Countries that Say Yes to Bitcoin – ALTCOIN MAGAZINE
The peer-to-peer digital currency Bitcoin made its debut in 2009 and with it ushered in a new era of cryptocurrency. Bitcoins are not issued, endorsed, or regulated by any central bank. Instead, they are created through a computer-generated process known as mining. In addition to being a cryptocurrency unrelated to any government, Bitcoin is a peer-to-peer payment system since it does not exist in a physical form. As such, it offers a convenient way to conduct cross-border transactions with no exchange rate fees.
Bitcoin also allows users to remain anonymous. It can be used anonymously to conduct transactions between any account holders, anywhere and anytime across the globe, which makes it attractive to criminals and terror organizations. They may use Bitcoin to buy or sell illegal goods like drugs or weapons.
Most countries have not clearly determined the legality of Bitcoin, preferring instead to take a wait-and-see approach. Some countries have indirectly assented to the legal use of Bitcoin by enacting some regulatory oversight.
Here are the countries which say Yes to Bitcoin:
1. The United States
The United States has taken a generally positive stance toward Bitcoin, though several government agencies work to prevent or reduce Bitcoin used for illegal transactions. Prominent businesses like Dish Network (DISH), the Microsoft Store, sandwich retailer Subway, and Overstock.com (OSTK) welcome payment in Bitcoin.
The digital currency has also made its way to the U.S. derivatives markets, which speaks about its increasingly legitimate presence.
2. Canada
Like its southern neighbor, the United States, Canada maintains a generally Bitcoin-friendly stance while also ensuring the cryptocurrency is not used for money laundering. Bitcoin is viewed as a commodity by the Canada Revenue Agency (CRA). This means that Bitcoin transactions are viewed as barter transactions, and the income generated is considered as business income. The taxation also depends on whether the individual has a buying-selling business or is only concerned with investing.
3. Australia
Australia considers Bitcoin a currency like any other and allows entities to trade, mine, or buy it.
Bitcoin Cash Accounted for 92% of Australia’s Crypto-Based Retail Sales, based on the latest study. The study of cryptocurrency retail sales in Australia for September 2019 notes that approximately $39,405 was spent across 625 separate transactions.
4. The European Union
Though the European Union (EU) has followed developments in cryptocurrency, it has not issued any official decision on legality, acceptance, or regulation. In the absence of central guidance, individual EU countries have developed their own Bitcoin stances.

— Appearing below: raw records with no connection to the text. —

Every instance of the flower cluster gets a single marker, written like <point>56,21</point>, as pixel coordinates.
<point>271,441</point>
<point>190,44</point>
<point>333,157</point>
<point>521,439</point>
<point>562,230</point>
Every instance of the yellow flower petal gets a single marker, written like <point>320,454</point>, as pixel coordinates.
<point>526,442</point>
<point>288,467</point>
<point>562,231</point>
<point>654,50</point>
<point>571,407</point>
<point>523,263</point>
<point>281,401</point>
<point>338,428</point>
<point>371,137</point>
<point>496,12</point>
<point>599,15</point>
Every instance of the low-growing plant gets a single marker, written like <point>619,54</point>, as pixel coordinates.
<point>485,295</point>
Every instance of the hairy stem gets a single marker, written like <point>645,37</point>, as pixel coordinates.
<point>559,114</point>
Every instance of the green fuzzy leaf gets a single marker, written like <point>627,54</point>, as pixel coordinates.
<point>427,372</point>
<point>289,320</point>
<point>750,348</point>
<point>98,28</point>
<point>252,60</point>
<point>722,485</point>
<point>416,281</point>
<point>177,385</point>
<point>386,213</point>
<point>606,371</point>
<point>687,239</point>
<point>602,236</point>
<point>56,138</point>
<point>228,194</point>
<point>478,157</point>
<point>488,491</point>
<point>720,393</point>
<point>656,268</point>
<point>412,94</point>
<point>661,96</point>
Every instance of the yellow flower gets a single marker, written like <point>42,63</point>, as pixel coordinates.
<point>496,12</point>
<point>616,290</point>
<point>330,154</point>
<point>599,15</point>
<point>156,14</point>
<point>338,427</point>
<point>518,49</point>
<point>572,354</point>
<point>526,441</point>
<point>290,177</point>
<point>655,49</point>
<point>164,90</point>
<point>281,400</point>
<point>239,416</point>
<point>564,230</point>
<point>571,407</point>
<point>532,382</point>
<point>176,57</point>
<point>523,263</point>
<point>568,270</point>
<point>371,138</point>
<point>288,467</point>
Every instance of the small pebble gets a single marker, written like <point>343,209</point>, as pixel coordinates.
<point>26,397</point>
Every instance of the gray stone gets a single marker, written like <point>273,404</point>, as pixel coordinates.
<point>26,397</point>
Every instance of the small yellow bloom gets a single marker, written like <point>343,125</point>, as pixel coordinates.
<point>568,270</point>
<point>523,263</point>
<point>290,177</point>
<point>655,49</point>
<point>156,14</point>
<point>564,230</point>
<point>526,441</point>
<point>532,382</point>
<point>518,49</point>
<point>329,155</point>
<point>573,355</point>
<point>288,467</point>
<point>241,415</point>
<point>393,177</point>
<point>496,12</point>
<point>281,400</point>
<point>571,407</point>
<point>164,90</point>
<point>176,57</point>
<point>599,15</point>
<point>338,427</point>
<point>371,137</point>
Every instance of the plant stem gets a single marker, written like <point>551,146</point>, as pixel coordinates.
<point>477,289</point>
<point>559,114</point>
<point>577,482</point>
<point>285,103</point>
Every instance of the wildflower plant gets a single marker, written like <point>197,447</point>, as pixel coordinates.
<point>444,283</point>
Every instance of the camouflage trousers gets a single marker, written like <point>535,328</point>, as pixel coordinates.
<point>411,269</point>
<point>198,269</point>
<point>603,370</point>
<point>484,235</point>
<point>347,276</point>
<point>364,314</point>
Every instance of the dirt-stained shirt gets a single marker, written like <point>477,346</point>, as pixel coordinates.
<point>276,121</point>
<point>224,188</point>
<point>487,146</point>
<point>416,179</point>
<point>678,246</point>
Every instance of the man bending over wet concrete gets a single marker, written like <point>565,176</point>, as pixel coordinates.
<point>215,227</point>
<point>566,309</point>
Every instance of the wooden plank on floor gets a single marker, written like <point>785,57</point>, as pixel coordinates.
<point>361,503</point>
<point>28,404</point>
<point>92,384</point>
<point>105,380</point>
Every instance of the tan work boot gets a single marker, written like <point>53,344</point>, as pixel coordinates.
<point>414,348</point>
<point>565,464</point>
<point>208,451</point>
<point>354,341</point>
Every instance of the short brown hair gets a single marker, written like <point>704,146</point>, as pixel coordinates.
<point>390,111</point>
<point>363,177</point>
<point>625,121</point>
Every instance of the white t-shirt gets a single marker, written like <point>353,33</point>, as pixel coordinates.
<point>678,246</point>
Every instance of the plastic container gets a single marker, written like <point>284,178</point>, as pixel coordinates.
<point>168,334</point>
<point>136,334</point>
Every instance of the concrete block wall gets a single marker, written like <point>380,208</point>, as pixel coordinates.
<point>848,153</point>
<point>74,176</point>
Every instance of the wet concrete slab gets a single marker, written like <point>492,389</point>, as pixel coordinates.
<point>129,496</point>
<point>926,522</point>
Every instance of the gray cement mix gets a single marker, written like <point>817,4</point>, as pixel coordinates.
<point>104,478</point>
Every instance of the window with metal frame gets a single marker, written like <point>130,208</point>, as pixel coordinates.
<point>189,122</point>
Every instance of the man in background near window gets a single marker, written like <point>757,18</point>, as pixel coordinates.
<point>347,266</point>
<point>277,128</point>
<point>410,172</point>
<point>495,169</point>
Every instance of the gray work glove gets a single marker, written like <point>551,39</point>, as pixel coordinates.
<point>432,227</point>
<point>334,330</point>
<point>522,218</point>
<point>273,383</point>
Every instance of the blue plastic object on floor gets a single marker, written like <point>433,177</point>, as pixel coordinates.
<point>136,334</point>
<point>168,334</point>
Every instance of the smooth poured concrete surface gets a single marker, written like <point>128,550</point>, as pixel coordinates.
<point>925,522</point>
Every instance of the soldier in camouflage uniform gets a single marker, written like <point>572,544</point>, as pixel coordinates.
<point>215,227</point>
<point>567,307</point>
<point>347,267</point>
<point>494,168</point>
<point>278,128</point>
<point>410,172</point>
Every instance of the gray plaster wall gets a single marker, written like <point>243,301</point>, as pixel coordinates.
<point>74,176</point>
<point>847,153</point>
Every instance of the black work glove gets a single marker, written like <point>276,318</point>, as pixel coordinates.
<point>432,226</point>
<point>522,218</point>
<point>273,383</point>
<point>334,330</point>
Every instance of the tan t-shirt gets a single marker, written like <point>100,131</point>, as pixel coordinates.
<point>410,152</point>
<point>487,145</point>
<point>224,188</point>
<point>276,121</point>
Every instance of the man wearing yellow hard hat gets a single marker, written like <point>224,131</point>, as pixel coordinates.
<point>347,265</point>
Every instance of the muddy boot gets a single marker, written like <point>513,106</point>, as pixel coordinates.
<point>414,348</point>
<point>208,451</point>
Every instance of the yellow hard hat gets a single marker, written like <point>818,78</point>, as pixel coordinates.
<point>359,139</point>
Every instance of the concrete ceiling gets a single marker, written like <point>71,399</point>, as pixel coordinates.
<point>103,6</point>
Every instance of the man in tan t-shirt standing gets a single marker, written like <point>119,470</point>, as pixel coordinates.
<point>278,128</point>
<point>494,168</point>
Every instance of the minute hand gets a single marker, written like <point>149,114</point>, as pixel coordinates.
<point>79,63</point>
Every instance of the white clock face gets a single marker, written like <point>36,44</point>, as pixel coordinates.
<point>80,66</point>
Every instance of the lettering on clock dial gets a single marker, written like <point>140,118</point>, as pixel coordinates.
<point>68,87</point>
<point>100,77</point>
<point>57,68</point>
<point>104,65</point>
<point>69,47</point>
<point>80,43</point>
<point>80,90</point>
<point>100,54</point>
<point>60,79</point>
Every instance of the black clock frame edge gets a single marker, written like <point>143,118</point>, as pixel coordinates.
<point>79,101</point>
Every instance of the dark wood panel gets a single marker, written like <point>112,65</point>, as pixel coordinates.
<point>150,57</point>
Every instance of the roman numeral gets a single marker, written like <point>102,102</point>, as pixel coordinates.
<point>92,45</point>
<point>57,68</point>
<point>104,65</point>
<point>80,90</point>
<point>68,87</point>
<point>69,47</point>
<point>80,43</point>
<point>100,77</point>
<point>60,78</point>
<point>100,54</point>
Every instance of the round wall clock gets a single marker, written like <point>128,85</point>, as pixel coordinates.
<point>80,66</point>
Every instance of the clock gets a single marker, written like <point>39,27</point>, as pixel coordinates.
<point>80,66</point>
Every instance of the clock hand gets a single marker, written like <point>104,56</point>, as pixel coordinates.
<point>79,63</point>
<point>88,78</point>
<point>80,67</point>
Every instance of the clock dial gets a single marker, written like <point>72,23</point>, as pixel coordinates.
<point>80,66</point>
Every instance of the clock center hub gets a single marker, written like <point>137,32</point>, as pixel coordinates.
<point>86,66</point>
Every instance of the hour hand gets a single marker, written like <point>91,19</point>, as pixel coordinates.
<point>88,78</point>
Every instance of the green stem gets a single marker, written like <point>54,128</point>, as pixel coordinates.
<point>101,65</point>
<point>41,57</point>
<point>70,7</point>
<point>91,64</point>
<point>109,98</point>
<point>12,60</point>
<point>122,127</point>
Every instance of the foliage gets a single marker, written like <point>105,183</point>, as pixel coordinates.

In Finland, the Central Board of Taxes (CBT) has given Bitcoin a value-added tax-exempt status by classifying it as a financial service. Bitcoin is treated as a commodity in Finland and not as a currency. The Federal Public Service Finance of Belgium has also made Bitcoin exempt from value-added tax (VAT).
In Cyprus, Bitcoin is not controlled or regulated either. The Financial Conduct Authority (FCA) in the United Kingdom (U.K.) has a pro-Bitcoin stance and wants the regulatory environment to be supportive of the digital currency. Bitcoin is under certain tax regulations in the U.K. The National Revenue Agency (NRA) of Bulgaria has also brought bitcoin under its existing taw laws.
Germany is open to Bitcoin; it is considered legal but taxed differently depending upon whether the authorities are dealing with exchanges, miners, enterprises, or users.